My walk, however, leads to the bluffs over looking the Pacific Ocean of yellow sand, million dollar homes, and mountain lined landscapes. It's breathtaking. At sunset the skies fill with an unlimited array of colors. Hues of pink, yellow, purple, and orange sometimes accompanied by white, fluffy clouds fill the sky. As the sun disappears behind the dark ocean and bright, twinkling stars come out it makes you want to stand up and clap as the sunset show wraps up...and then your interrupted by a crazy-eyed hobo with a shopping cart full of aluminum beer cans...
I made the mistake, as most new comers to the area do, of giving all the change in my pocket to anyone who asked. "It's not that big of deal." Inside my head, "You have enough to share. Look at him, he deserves it." I would say to myself "Maybe they really are going to buy food. You are doing a good deed." Reassuring myself over and over again...and then I realize I was going broke myself. Within a week I was down $40 and saw first hand my money go right to a liquor store after I gave someone change.
The homeless population is a very well kept secret in Southern California. Okay, maybe not that big of a secret. As time passes I am slowly but surely getting to a first name basis with some of them. No matter how deep our relationship goes, no matter how much we converse, the conversation always starts the same. They notice me walking by and remembering to ask me for a dollar like I owed it to them. Homeless Phil, a tall white bearded man in jeans and a "OBX" tee shirt, was about to take a sip from the water fountain the other day then paused. I strolled by on my way to the sunset and Phil slapped his forehead as if he almost forgot to scratch ask Matt for a dollar off his daily to-do list. "Hey, do you have that dollar?" Phil asks "What dollar could he possibly be asking for?" I thought as I responded with a stern "Phil. No." We have done this dance many times before. He turned with a friendly smile and said "All good, tomorrow maybe." continuing his drink from the fountain. I wave, keep smiling, and keep walking.
On the corner right before crossing to get to the bluffs Nancy, a voluptuous, tattered, cat and bag lady with a red Lakers hat, is waiting...and yelling at traffic. Normal. She puts on a crazy act (or at least is my assumption...and I assume this because she speaks to locals without yelling at them) to get the tourist to give her all their change.

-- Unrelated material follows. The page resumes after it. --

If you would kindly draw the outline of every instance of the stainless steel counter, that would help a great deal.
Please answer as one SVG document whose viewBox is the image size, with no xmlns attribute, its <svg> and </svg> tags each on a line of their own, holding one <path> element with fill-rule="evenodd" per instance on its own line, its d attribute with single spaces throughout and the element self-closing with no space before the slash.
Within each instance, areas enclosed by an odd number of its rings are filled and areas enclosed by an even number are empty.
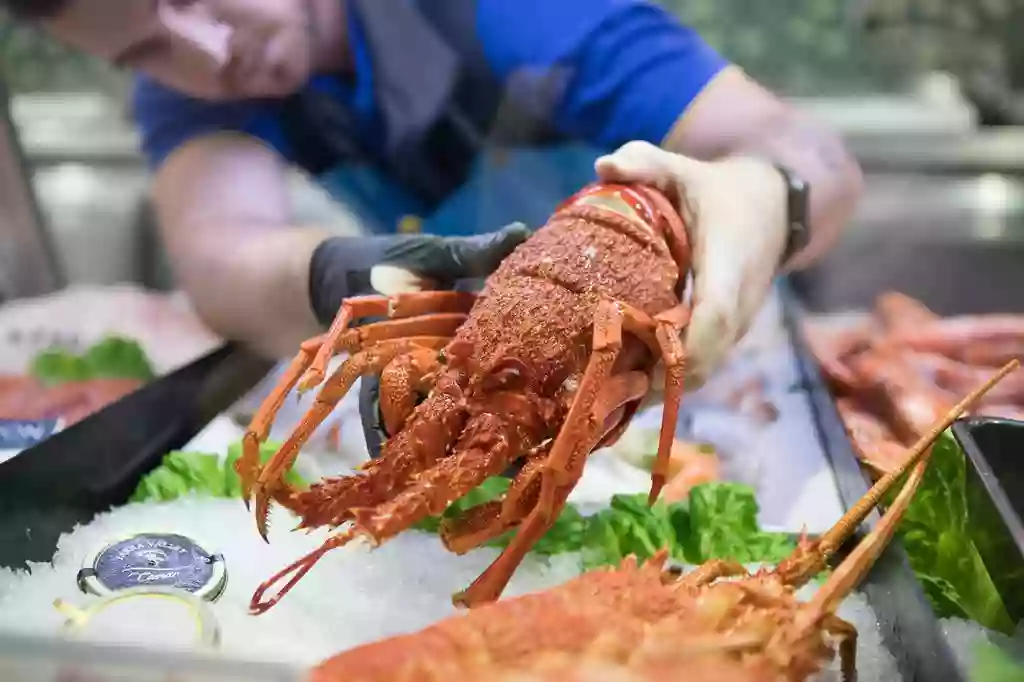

She quickly snaps to as she spots me out of her peripherals. "JESUS DIED FOR YOUR SINS! REPENT AND..." She takes a quick break from speaking the Lord's good word. "Oh hey honey! Got that dollar today?" in a very different soft spoken, motherly voice. "Damn it." Once again inside my head "Nancy, looking good." I say "No dollar today." A smile breaks across her face and she turns to continue "TODAY IS THE DAY OF SALVATION!" She yells at a blue Ford Escape as it passes. I am making friends quickly here.
Finally reaching the bluffs I gaze at the sunset. No matter how many times I see it, no matter what mood I am in, or how stressful, important, or impactful my existence is...it all fades away. We are just specs compared to the awesome power of mother nature. The sun may rise where I come from but it sets here...and its amazing. When you get the chance to check out the sunset in Santa Monica look me up. I will introduce you to some friends of mine...you probably owe them that dollar you forgot about.